A Look at the Mealworm Life Cycle
The mealworm life cycle can be a complex set of changes for such a small creature. The mealworm is often used as live food for several species of reptiles and even fish. If given the chance to grow to maturity, the mealworm will actually become a darkling beetle. This is a family of beetles that can be found all over the world, making the mealworm a very popular prospective insect!
The first stage of the mealworm life cycle is the egg stage. This is the beginning of the mealworm’s life as well as the first in a series of complex stages.
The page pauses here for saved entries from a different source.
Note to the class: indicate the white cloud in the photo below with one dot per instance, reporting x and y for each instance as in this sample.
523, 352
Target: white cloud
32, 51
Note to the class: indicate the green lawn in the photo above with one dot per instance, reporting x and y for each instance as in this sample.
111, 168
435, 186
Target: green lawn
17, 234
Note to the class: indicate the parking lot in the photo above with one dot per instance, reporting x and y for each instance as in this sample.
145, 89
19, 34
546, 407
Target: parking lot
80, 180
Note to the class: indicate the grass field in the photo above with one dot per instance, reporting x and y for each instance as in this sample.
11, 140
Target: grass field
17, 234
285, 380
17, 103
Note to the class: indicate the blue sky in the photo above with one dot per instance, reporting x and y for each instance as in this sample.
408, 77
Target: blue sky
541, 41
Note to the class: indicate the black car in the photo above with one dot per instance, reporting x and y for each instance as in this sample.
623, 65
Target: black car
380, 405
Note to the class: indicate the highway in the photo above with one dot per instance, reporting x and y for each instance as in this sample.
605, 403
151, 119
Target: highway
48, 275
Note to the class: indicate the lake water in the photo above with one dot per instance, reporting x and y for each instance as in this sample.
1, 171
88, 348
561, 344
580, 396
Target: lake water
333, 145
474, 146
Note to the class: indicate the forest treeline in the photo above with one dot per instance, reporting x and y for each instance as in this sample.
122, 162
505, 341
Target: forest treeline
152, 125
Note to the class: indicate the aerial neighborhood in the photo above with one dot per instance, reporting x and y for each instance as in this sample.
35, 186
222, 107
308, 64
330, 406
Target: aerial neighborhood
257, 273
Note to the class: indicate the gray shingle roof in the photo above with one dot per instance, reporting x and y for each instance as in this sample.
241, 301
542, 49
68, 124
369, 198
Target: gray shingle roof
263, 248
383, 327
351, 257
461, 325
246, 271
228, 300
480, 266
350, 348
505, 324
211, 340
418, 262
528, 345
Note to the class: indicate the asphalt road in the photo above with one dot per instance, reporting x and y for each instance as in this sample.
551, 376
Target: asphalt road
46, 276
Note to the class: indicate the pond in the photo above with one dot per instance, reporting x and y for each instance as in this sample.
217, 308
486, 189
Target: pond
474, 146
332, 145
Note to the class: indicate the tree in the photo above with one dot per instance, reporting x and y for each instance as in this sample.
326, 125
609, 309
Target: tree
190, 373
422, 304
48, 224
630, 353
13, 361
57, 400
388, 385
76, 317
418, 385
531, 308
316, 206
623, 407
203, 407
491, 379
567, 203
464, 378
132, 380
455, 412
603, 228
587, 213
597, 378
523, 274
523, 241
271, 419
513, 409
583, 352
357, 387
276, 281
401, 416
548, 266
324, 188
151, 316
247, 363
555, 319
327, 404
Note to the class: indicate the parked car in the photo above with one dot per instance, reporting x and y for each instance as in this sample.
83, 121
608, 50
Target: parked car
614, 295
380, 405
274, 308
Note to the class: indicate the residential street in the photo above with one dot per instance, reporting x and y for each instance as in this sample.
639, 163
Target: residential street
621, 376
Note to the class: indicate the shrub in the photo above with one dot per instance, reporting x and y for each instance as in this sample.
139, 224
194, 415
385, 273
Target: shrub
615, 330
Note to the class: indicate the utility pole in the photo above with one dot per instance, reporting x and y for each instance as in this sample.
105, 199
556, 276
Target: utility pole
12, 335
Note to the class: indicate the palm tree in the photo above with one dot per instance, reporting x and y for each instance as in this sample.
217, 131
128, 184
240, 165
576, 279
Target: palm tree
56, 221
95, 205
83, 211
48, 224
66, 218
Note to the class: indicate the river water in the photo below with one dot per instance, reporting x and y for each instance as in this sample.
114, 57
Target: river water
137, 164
The egg is too small for the human eye to see, but under a microscope one will find that it is oval-shaped and white in color. One female darkling beetle will lay hundreds of eggs in one go and each one will take anywhere from four to nineteen days to hatch.
The second stage of the mealworm life cycle is the larva stage. The creature that emerges from the egg is what we consider to be a mealworm. This worm is typically an orange-ish color and its primary goal is to eat as much as possible! Sounds like a dream, to most of us! The mealworm’s diet consists entirely of vegetables or grain. In fact, many fisherman and people who have reptiles as pets will keep mealworms in a pot of oats, whole grain, or bran flakes. They will also nibble on bits of potato and carrots. This enables the mealworms to continue to grow and remain healthy until they are used as bait or food. They make an ideal food at this stage because they are filled with tons of protein. If the mealworms are being kept a source of food, it is imperative that they are kept in a container with a large surface area with steep, smooth sides so that they can move around without wiggling right out of the container. The larva stage lasts anywhere from four days to two weeks and during this time the mealworm will molt a number of times as it grows.
If the mealworm is allowed to mature further, it will go through the pupa stage. This is often described as being similar to the time in a butterfly’s life that is spent in a cocoon. During this stage, the mealworm is in mid-transformation from a worm-like creature into a beetle. The insect looks quite unique and almost alien in nature, as it has a tail while the head and midsection are transforming. The pupa is very inactive during this time as its body is going through a tremendous change. This stage can last anywhere from one to three weeks depending on the environment and how well the mealworm fed during the larva stage.
This is the final stage in the life of what once started to be a mealworm. The end result is a darkling beetle. The beginning of adulthood results in a light brown color, although this soon changes to a deep black as the adult matures further. These beetles are equipped with wings, but oddly enough they are not capable of flight. The beetle will live out its adult life over three or four months where its purpose will then be to mate and proliferate the darkling beetle species. In fact, the average darkling female will lay around 500 eggs during her adult lifetime! At this time in their life, the beetle is most active and is most able to defend itself by biting or running from predators.